Wednesday, November 19, 2014

Cosby the latest lynch mob casualty

   Bill Cosby probably didn't expect his legendary show business career to end in disgrace any more than Jian Ghomeshi anticipated being brought down in his prime.  Such are the trappings of celebrity that the power of fame and privilege are considered a mighty bulwark against any potential stain on one's reputation.
   Cosby, like Ghomeshi and in part because of Ghomeshi, is being undone by a steady parade of accusers who claim he sexually assaulted them.  The allegations against Cosby go back decades and aren't new to the public eye - he settled out of court in 2006 with a woman who claimed he drugged and raped her - but the activist campaign urging women who've lived in silence and shame to come forward in the wake of the Ghomeshi scandal is now catching up with Cosby.  
   That's a good thing if it exposes genuine predators and abusers, but who's the judge of that?  The court of public opinion served as judge, jury and executioner for Ghomeshi, and the Cosby case seems to be headed in the same direction.  Both men still have recourse to civil action for damage to their reputation, but realistically, the damage can never be undone - even by a favorable judicial ruling.
   Which brings us to this: what happens if someone is falsely accused and gets destroyed in the court of public opinion?  Do we revert to the time-honored legal code that better 100 men go free than one innocent suffer, or do we chalk up the suffering innocent to collateral damage in a wider and more important war on male sexual privilege?  Regardless of the optics of the Ghomeshi and Cosby cases, a climate is being created where unsubstantiated criminal allegations can bring someone down, and no amount of legal recourse will restore their reputation.  To think that someone with a grudge or something to gain won't manipulate that mob mentality to their advantage is dangerously naive.
   We're at a cultural crossroads, and we need to decide whether public vilification is a legitimate substitute for due process.  We can't have it both ways in a fair and just society.
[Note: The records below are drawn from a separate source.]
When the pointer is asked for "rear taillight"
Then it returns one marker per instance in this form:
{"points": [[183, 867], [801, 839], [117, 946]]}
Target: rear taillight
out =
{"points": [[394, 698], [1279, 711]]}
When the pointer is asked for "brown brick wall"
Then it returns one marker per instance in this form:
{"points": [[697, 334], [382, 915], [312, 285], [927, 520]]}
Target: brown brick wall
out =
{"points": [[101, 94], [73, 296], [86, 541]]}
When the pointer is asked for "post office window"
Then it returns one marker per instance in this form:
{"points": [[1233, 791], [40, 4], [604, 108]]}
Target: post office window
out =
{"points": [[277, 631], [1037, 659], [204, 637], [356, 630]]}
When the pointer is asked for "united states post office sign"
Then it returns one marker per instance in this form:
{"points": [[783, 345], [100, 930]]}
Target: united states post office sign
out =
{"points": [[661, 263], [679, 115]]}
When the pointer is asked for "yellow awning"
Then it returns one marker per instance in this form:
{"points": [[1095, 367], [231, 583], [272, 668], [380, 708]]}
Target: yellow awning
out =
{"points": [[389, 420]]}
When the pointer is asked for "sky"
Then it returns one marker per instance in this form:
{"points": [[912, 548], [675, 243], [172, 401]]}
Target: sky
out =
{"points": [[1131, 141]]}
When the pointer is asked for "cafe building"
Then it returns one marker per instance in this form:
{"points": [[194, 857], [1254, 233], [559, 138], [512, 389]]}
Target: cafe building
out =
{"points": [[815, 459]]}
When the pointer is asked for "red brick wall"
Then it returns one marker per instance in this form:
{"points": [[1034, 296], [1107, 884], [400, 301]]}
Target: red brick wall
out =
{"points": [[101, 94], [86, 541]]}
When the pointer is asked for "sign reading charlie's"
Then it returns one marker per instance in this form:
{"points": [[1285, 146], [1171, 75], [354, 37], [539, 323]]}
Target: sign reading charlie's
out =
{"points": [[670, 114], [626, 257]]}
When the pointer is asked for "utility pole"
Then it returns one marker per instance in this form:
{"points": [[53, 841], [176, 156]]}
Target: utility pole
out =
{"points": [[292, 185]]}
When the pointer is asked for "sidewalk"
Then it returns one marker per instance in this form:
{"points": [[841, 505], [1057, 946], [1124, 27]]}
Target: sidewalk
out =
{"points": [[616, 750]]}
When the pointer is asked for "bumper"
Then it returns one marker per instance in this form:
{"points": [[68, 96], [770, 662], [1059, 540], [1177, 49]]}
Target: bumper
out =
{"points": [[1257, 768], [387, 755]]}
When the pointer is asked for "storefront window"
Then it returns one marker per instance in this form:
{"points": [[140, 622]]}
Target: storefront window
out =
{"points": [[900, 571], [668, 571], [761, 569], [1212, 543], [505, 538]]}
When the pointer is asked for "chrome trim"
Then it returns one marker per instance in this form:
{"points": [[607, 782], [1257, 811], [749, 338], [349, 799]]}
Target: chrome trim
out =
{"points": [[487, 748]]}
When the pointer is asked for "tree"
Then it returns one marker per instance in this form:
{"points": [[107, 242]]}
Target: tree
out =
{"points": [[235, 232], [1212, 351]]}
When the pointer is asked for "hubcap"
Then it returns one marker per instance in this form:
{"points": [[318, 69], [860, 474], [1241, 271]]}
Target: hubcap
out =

  1. Why isn't public vilification justified, when the guy who is being vilified uses his public persona to get women into compromising positions and then is a complete asshole to them? Sometimes assholes are just assholes, and it's not like we need to wait for the court of law to decide when to call them out on it. That Ghomeshi and Cosby are being bucked off by the same horse they rode in on seems entirely appropriate.

    Yes, some men are no doubt falsely accused by the odd scheming nutjob, but 8, 10, 13 however many women all conspiring together to take the these two down? C'mon. Strange that you keep half-defending these douchebags, being a complete non-douchey straight-shooter yourself.

  2. @Jeff I'm not defending them. I think I've made pretty clear that my concern is that these cases will be used as an excuse for vigilante justice to become the norm. Mob mentality is a dangerous thing when it takes root.

  3. Jeff, what I'm wondering is if any of these so-called victims have ever, in any other circumstance, gotten something in exchange for cozying up to powerful men. I know of full scholarships that have gone to women who were sleeping with someone powerful enough to control the outcome. So, even though I'm a woman, and everyone seems to think we should be rallying around these women because they're victims, I see it differently. There are a lot of hardworking women who won't sleep with someone (or "have drinks" with them) in order to get ahead in life. You might want to look at it from that angle. It is ok for women to use sex for career advantage?

  4. I wonder if Cosby's fall from grace is so complete that radio comedy shows won't even play his stand-up routines anymore. As has happened with his TV show re-runs. Bill Cosby erased from comdey history like Canada in French high school history classes.